This is always a hot topic in the widow community, and on one hand some widows feel really blindside all right, year one versus year two. This is always a hot topic in pretty much every widow community, and you can find people that sit on both sides of the fence. One being that year one is hard, the most hard year, the most difficult year, the most traumatizing year.
Other people will say year two, no. Year two is the hardest. It's worse. It's the most difficult year that you will experience. [00:10:00] When I was widowed and I was going through my first year, I just felt so discouraged by all the people that would say, oh yeah you're in your first year and you think it's hard.
Just wait till you get to year two. Just wait till you get there because it's only gonna get worse. And that was soul crushing to me. Year two, it's gonna be harder. It's gonna be worse. How was that even possible? Like those first few months especially, I felt like I could barely function and survive. And then you're gonna sit here and tell me that year two is supposed to be worse.
What? You also have people that go through year two that. Write these just devastating posts in these groups or share these devastating stories of I thought I was doing better. I thought I was getting better and I was able to laugh and I was having a good time. And then I heard this song where this milestone happened and it just thrust me back to the [00:11:00] beginning of just gotten knocked all the way back.

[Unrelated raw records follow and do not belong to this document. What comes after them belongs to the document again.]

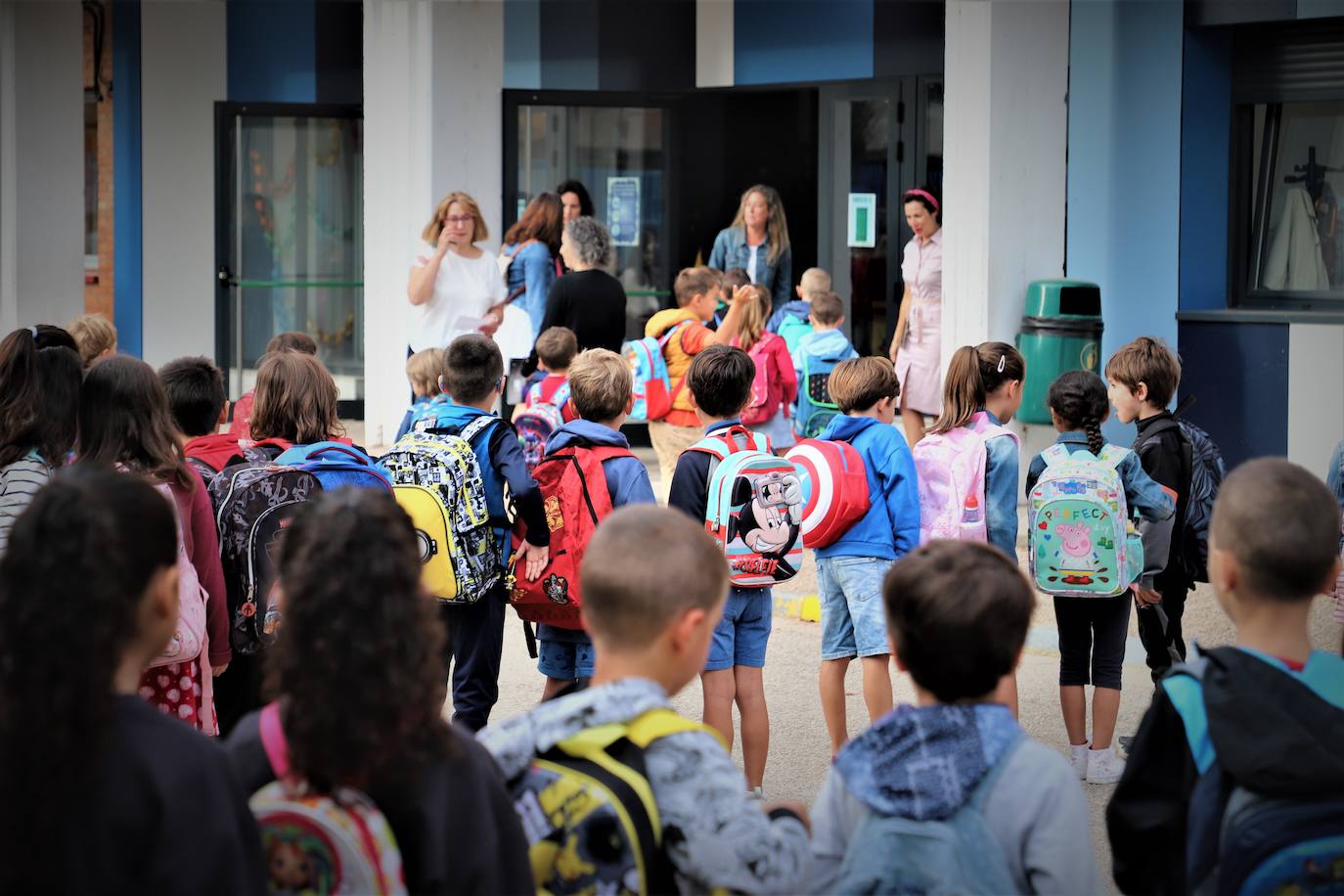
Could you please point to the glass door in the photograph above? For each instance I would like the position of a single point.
(290, 238)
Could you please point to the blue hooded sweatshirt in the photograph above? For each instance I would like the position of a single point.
(890, 529)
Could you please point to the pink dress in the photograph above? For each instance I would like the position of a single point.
(917, 362)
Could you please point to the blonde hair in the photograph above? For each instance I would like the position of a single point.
(776, 225)
(94, 335)
(435, 225)
(600, 384)
(423, 370)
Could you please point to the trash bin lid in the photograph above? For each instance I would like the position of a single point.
(1062, 298)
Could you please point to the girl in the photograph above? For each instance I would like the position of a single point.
(359, 676)
(87, 597)
(124, 420)
(770, 352)
(39, 410)
(1093, 630)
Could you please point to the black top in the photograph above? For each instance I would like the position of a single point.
(590, 302)
(456, 827)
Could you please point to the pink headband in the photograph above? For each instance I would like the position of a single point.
(920, 193)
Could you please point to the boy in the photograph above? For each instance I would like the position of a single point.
(1142, 379)
(697, 291)
(850, 571)
(719, 383)
(600, 383)
(473, 377)
(652, 632)
(929, 760)
(1266, 713)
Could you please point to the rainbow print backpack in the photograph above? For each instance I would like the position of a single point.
(1082, 543)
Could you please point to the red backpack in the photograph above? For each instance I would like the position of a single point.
(574, 493)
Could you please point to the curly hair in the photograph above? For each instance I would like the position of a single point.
(79, 561)
(358, 665)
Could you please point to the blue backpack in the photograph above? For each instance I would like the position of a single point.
(956, 855)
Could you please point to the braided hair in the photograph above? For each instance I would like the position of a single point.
(1080, 399)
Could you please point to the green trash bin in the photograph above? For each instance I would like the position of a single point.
(1060, 331)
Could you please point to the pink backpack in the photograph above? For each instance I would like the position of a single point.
(952, 479)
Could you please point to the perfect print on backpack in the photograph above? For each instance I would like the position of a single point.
(754, 508)
(316, 842)
(952, 479)
(834, 489)
(1081, 540)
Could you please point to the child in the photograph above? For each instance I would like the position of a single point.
(775, 371)
(697, 291)
(370, 718)
(600, 385)
(423, 370)
(652, 632)
(288, 341)
(818, 355)
(955, 749)
(850, 571)
(1264, 715)
(1142, 378)
(79, 617)
(124, 420)
(39, 418)
(1095, 626)
(473, 375)
(96, 336)
(719, 383)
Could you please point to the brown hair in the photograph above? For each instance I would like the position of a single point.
(435, 225)
(626, 604)
(543, 220)
(1150, 362)
(94, 335)
(1281, 524)
(957, 649)
(973, 375)
(295, 399)
(695, 281)
(557, 347)
(862, 381)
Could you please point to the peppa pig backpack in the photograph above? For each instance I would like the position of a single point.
(1082, 543)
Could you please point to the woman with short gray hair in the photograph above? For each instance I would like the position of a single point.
(588, 299)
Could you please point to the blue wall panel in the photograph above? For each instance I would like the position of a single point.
(791, 40)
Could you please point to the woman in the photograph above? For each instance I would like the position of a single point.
(915, 349)
(589, 301)
(528, 252)
(758, 244)
(453, 285)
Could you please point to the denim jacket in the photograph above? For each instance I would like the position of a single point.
(730, 250)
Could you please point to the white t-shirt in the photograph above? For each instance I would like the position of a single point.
(464, 288)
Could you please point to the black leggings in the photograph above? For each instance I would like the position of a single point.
(1092, 633)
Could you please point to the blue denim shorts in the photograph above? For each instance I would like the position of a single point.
(742, 633)
(852, 619)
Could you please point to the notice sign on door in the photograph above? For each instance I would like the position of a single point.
(622, 209)
(863, 225)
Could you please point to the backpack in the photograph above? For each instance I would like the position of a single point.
(437, 479)
(1081, 542)
(316, 842)
(589, 814)
(575, 499)
(1240, 841)
(951, 469)
(754, 508)
(956, 855)
(336, 465)
(834, 489)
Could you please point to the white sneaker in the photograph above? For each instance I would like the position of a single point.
(1103, 766)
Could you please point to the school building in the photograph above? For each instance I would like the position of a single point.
(208, 172)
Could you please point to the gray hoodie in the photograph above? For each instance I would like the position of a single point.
(714, 833)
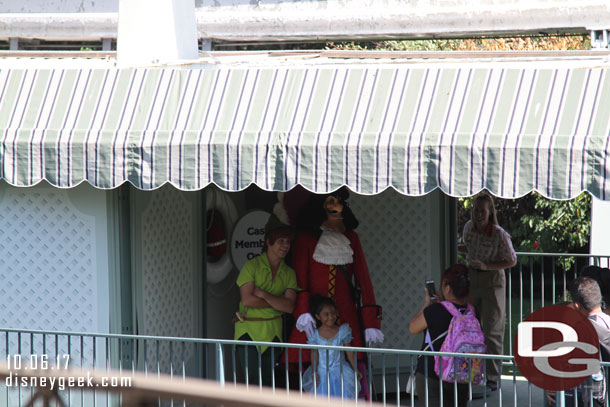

It's like I'm starting from square one. This is so horrible. Year one was nothing compared to this year two.
So let's talk about what is actually happening in year one versus year two. And we're gonna talk in generalizations because everyone's not the same. Everyone's grief timeline is different, right? People will say grief never goes away and. Yes, to an extent that's true. But the volatile grief that you feel in year one and even in year two, isn't the volatile grief that you have to live with the rest of your life.
You can live with it, you can choose, and by choosing, you don't process your grief, you don't heal, you don't rebuild your life, but you can also choose a different path.
So let's talk about what is happening in year one versus year two. Speaking in generalizations, what I experienced, what most of my clients have [00:12:00] experienced, what most widows who come to me experience and why this is actually happening. So in year one, you are often in survival mode. This is why I named season one of widowhood devastation.
AKA survival mode because that is what it is. In that first year, people are typically the most gracious, the most understanding that you're grieving, you're having a hard time. They are in the first few weeks at least bringing you meals, maybe offering to help or at least saying, if you need something, I'm here.
They tend to be a little more compassionate and empathetic. You meanwhile. Are running around sometimes like a crazy person when you have to. Cycling between that and between just not even being able to get outta bed or function. [00:13:00] You have so many logistics. You have paperwork, you have finances, you have the funeral.
You have maybe children at home. You have maybe elderly parents that you're caring for. I have clients who were empty nesters right around the same time as they lost their spouse, so they experienced a whole nother. Wave of grief and major life changes with empty nesting. You are contacting social security, you're closing out credit card accounts.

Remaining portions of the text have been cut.